Challenge #2: Navigating Exclusions, Assumptions, and Flexible Frameworks
Sometimes metrics don’t quite fit the mold. That’s where exclusions come in. We’ve been building a flexible reporting framework that flags outliers, avoids double counting, and ensures we’re not forcing incompatible metrics into a single pot. We’ve asked questions like: Is it reasonable to convert the number of households into the number of people served (e.g., one family = three individuals) for the purpose of aggregation? Is that conversion material enough to influence a report user’s decision-making?
These aren’t just technical questions, they’re ethical ones. They influence how impact is measured, interpreted and communicated. It’s also important to recognize that key assumptions underpin many of our measurements, whether estimating how many emissions were generated or avoided, or calculating profits within financial accounting.
These assumptions must be thoughtfully considered and transparently disclosed to our clients whenever they are material enough to impact decision-making. Without this transparency, the integrity and usefulness of the measurement system are significantly diminished.
Challenge #3: The Reality of Quality Control
As anyone who has wrestled with Excel at 11 p.m can tell you, data cleaning isn’t glamorous but it’s crucial. Beyond simply checking sums or validating conversions, our quality control processes are designed to rigorously detect material errors and assess the relevance of data to client-specific reporting needs. These internal controls are essential both to build trust in the numbers we share and to ensure we faithfully represent our portfolio-level impacts.
Bringing It All Together
What’s made this journey so fulfilling is not just the end results, but the process. The journey toward client impact reporting for 2025 includes assessing what evidence each KPI provides across the five dimensions of impact, developing decision trees for new metrics, creating tailored outputs for each client and even sitting in rooms debating whether a metric is an “output” or an “outcome.”

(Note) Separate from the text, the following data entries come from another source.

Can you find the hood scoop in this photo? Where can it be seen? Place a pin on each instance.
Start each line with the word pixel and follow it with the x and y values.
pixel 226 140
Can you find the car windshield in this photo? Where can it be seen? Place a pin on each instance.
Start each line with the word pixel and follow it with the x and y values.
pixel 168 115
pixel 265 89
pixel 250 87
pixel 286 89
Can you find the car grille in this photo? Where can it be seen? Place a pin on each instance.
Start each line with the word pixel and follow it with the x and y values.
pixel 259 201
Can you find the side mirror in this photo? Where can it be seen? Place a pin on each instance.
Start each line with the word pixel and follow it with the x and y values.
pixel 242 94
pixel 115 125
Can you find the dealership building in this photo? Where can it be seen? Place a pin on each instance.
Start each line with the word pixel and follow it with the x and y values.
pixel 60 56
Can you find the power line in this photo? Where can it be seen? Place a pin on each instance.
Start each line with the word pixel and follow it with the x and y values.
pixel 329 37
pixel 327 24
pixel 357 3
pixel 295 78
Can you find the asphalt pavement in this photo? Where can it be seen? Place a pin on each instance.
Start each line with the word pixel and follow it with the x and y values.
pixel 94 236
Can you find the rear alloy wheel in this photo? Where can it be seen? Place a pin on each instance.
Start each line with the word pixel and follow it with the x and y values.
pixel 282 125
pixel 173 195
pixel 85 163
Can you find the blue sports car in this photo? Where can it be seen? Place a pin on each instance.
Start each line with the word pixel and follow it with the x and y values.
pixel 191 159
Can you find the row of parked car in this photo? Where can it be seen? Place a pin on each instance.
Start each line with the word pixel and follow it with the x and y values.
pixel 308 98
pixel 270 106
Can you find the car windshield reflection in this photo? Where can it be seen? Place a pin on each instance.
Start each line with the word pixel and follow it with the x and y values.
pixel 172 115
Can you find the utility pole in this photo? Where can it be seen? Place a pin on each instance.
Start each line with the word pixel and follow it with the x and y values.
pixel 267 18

Through it all, I’ve learned that aggregation is about more than data. It’s about context, collaboration, and care.
It’s about finding a way to stay true to the complexity of social and environmental change, while still making the numbers clear, comparable, and actionable.
As someone who has always loved data, it’s been incredible to bring that passion into a role rooted in purpose. Aggregating impact may be messy at times, but it’s also meaningful. And that’s a puzzle I’m proud to help solve.